Reflections on God's travel guide to my journey back home.

Tuesday, October 4, 2016

hearts and treasure

I remember a conversation I had a long time ago with a private investigator. He told me the two things he did most of all were watch people, and look at their accounts. He said you can learn almost anything you want to know about a person by finding out where he or she spends time and money. 

I think that Jesus was getting at the same point in a little different way when he said these words, recorded by Luke in chapter 12:32-34:  "Do not be afraid, little flock, for your Father has been pleased to give you the kingdom. Sell your possessions and give to the poor. Provide purses for yourselves that will not wear out, a treasure in heaven that will never fail, where no thief comes near and no moth destroys. For where your treasure is, there your heart will be also."

Where I spend my time and money reveals my heart. Why, then, do I resist Jesus' admonition to sell my possessions and give to the poor? Shouldn't my heart be where Jesus' heart is?

The fact is, I have sometimes found reasons not to give to the poor. I can resent the amount that our social safety net costs this country, and decide they don't need even more.

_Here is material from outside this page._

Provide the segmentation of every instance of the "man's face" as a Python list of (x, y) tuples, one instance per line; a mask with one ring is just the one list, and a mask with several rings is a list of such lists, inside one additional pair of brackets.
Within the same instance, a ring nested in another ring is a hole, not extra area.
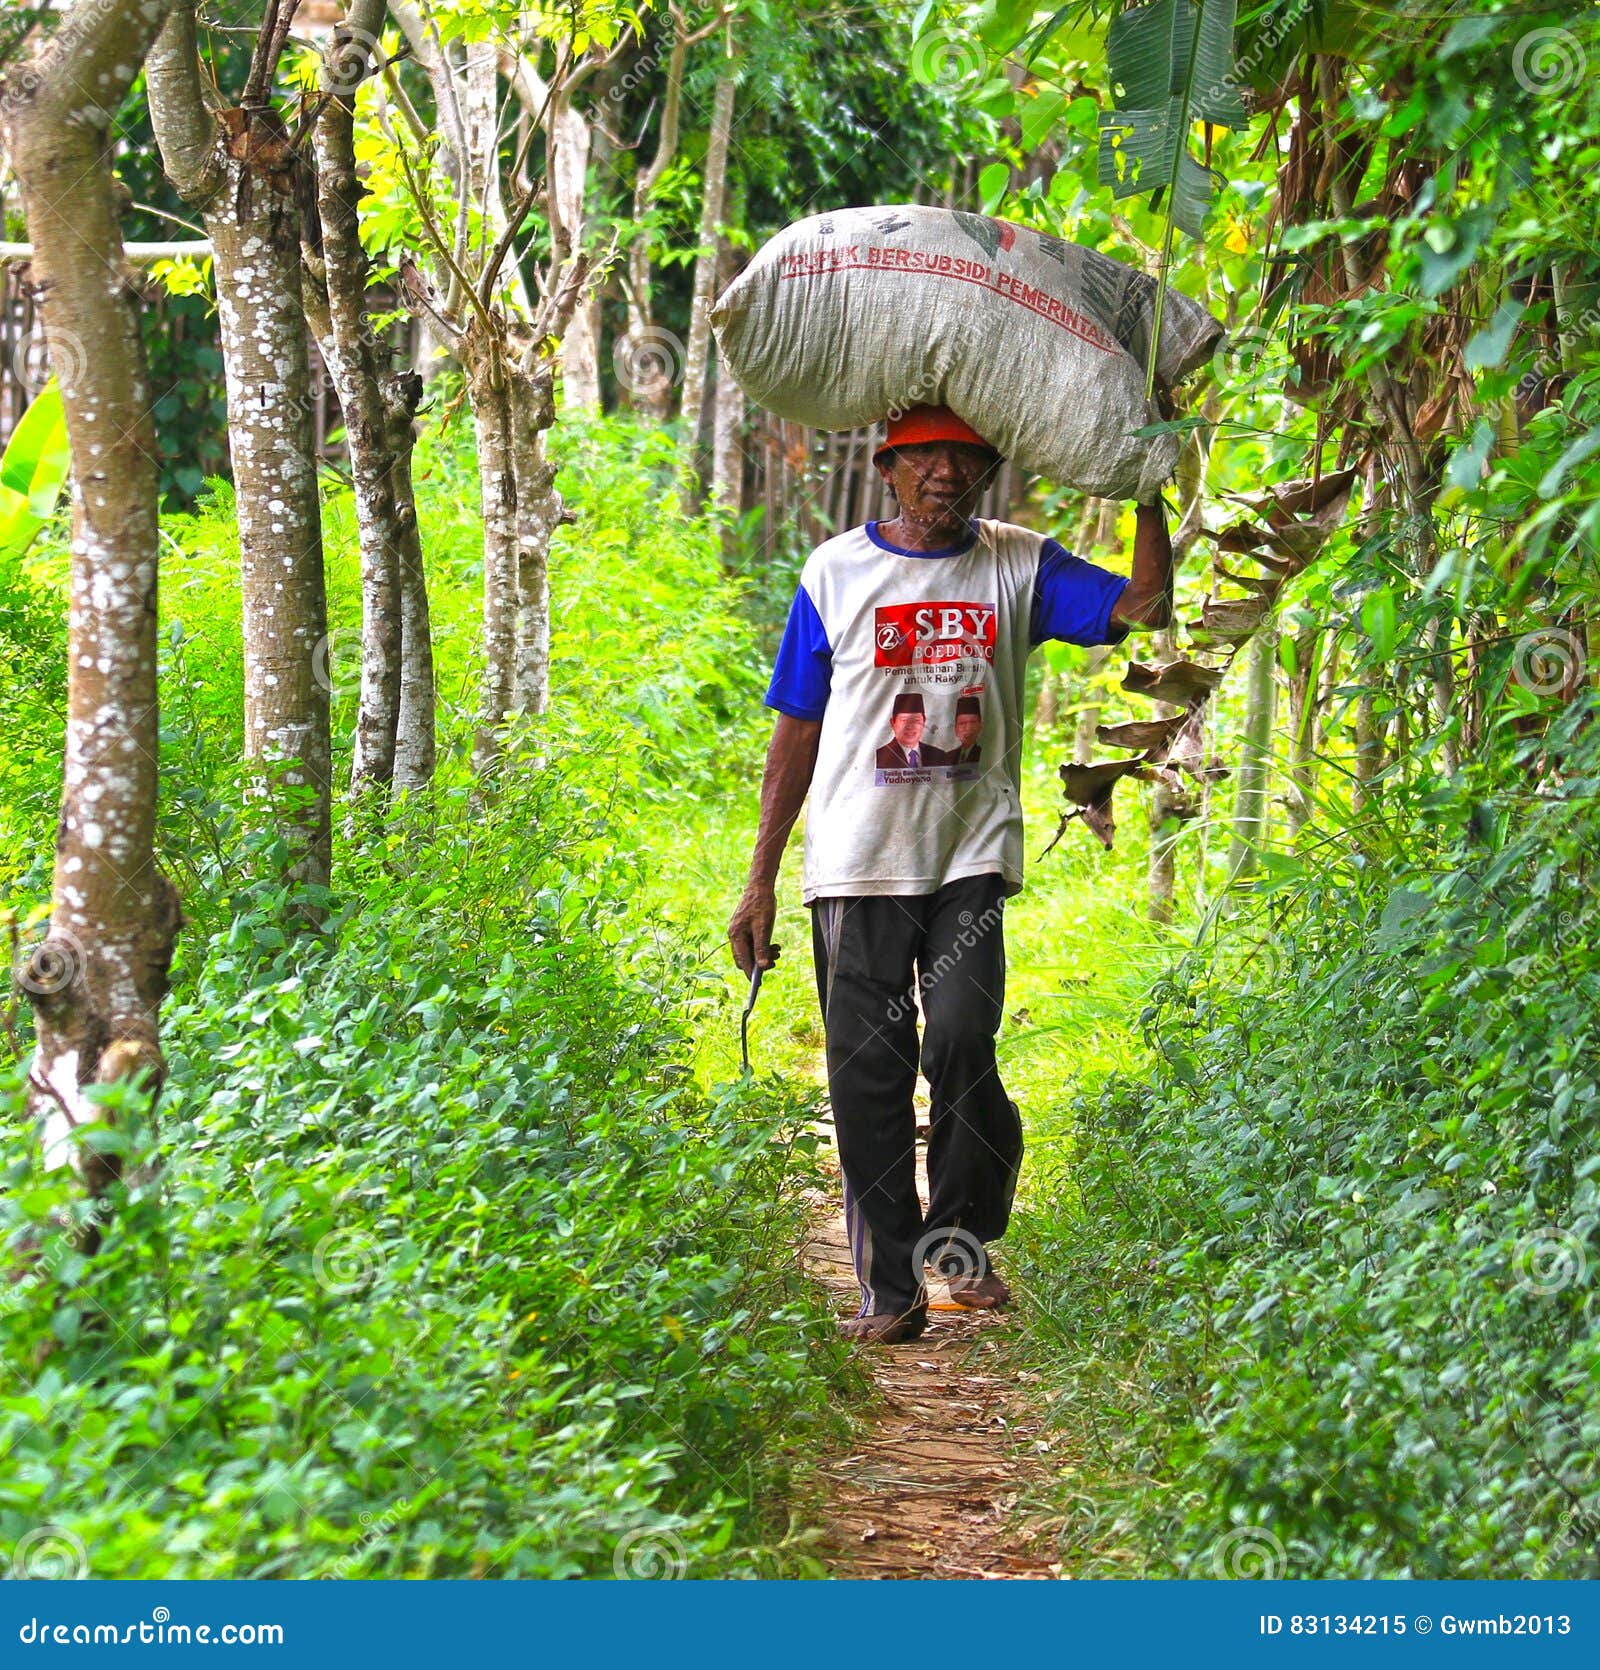
[(983, 721), (975, 713), (958, 713), (956, 715), (956, 741), (963, 748), (970, 748), (978, 740), (978, 732), (983, 729)]
[(915, 748), (922, 741), (923, 726), (927, 722), (926, 716), (921, 713), (897, 713), (889, 721), (889, 729), (902, 748)]
[(878, 465), (878, 473), (903, 516), (932, 532), (959, 539), (997, 462), (987, 447), (966, 441), (926, 441), (921, 446), (896, 447)]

I can point to habits I think are wasteful and argue that the money will just go down the drain anyway. When I do that, I reveal my heart.

In fact, although I spend time in service and give to a number of causes, I don't know that very much of either is targeted at the poor, at least not directly. I tend to give both things to my church, to mission partners, or to our local Christian schools. 

I'm encouraged by the fact that there are individuals who struggle financially that I have helped, and it seems there have been a fairly steady stream of them through my life. I guess I just do better with individual poor people than the poor as a class. So in all honesty, I have to say I don't have the same heart for the poor that Jesus did. That shames me.

I wonder what other priorities Jesus had that get little or none of my time and money. Do I share his passion for justice? Do I share his hatred of sin? Am I committed to the saving of souls? 

I probably do better than I give myself credit for, but I think that PI would conclude that I'm not completely on the same page as my Lord. At the end of his investigation, he'd probably say, "There's a guy who loves his family, and thinks a lot of his new house. He's pretty committed to his church, but not any more than he is to his hobbies. He has planned pretty well for retirement, though."

That doesn't sound good enough to me.